Janie Duquette, dirigeante d’entreprise, auteure et conférencière, et Yolande Lemire, présidente des Agricultrices de l’Estrie.

Les agricultrices veulent leur place

«Le leadership et le pouvoir d’agir» était le thème de la Journée pour elles des agricultrices de l’Estrie. Rassemblées au parc historique de la Poudrière de Windsor vendredi, les membres se sont familiarisées avec les différentes façons de prendre leur place dans le monde agricole.

« Chaque fédération et syndicat affiliés à l’UPA a une journée d’information et de formation thématique. C’est une journée de réflexion sur la valorisation de la profession d’agricultrice et de redonner du pouvoir aux agricultrices afin qu’elles prennent une place, une position dans la gestion de l’entreprise », explique Yolande Lemire, présidente des Agricultrices de l’Estrie.

« C’est un défi pour les femmes de prendre davantage leur place en milieu agricole, un milieu encore considéré plus masculin. Elles ont encore de la difficulté à affirmer leur profession d’agricultrice et ont de la difficulté à se l’attribuer. Toutes les tâches qu’elles accomplissent font partie du métier d’agricultrice, que l’on pense à s’occuper de la comptabilité, de faire le train et de s’occuper d’autres tâches comme l’agnelage ou la mise en pot des produits maraîchers », ajoute la présidente.

L’implication volontaire au sein de l’entreprise va de soi pour la majorité des agricultrices. « Faire sa part pour le bien de l’entreprise sans demander rien en retour est dans la normalité des choses pour plusieurs d’entre elles », affirme Yolande Lemire.

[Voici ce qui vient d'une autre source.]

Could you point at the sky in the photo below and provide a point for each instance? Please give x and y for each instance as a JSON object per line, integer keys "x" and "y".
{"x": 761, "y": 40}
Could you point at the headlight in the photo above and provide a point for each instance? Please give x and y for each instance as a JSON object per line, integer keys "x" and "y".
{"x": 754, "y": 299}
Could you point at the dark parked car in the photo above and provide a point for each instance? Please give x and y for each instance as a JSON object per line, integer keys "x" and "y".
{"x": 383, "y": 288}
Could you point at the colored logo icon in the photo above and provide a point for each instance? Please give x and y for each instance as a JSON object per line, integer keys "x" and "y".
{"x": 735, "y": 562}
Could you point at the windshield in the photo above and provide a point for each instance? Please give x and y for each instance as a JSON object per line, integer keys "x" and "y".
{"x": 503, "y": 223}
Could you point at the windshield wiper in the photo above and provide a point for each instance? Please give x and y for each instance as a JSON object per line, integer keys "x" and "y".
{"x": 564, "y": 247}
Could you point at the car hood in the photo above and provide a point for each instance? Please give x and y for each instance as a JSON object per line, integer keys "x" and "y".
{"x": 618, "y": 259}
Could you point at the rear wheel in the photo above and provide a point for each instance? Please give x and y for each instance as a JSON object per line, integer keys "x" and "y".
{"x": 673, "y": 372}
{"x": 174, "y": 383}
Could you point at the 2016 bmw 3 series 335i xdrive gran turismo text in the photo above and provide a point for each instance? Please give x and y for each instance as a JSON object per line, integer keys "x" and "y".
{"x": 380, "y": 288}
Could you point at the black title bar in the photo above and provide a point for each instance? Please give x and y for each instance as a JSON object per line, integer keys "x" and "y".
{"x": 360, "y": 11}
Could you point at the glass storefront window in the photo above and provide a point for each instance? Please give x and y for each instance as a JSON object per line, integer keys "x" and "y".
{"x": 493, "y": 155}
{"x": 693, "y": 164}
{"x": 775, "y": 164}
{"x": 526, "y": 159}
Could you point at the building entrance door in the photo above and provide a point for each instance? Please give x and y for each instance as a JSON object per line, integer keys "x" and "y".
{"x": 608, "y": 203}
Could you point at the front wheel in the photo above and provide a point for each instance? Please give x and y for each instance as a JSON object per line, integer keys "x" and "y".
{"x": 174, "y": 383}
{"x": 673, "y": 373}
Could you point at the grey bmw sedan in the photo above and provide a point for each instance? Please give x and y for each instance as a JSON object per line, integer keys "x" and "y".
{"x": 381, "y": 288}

Lyne Girard, copropriétaire de l’érablière Caséal à Milan et acéricultrice, profite de cette journée pour rencontrer ses semblables. « Le rassemblement, le réseautage et bien sûr les conférences m’ont amenée jusqu’ici. Je viens chercher des outils à ramener chez nous. Bien que l’on soit un grand groupe, nous sommes quand même isolées physiquement les unes des autres. »

Selon elle, il reste beaucoup à faire pour atteindre l’équité entre les hommes et les femmes. « On a beau dire qu’on est dans une société égalitaire, ce n’est pas vrai. Il faut continuellement revendiquer notre place. Par exemple, on dit encore « l’Union des producteurs agricoles». Les productrices ne sont pas nommées. Si l’union veut parler à l’agricultrice et ne m’interpelle pas, je ne me sens pas incluse dans le discours. En 2017, on est encore là! », déclare Lyne Girard.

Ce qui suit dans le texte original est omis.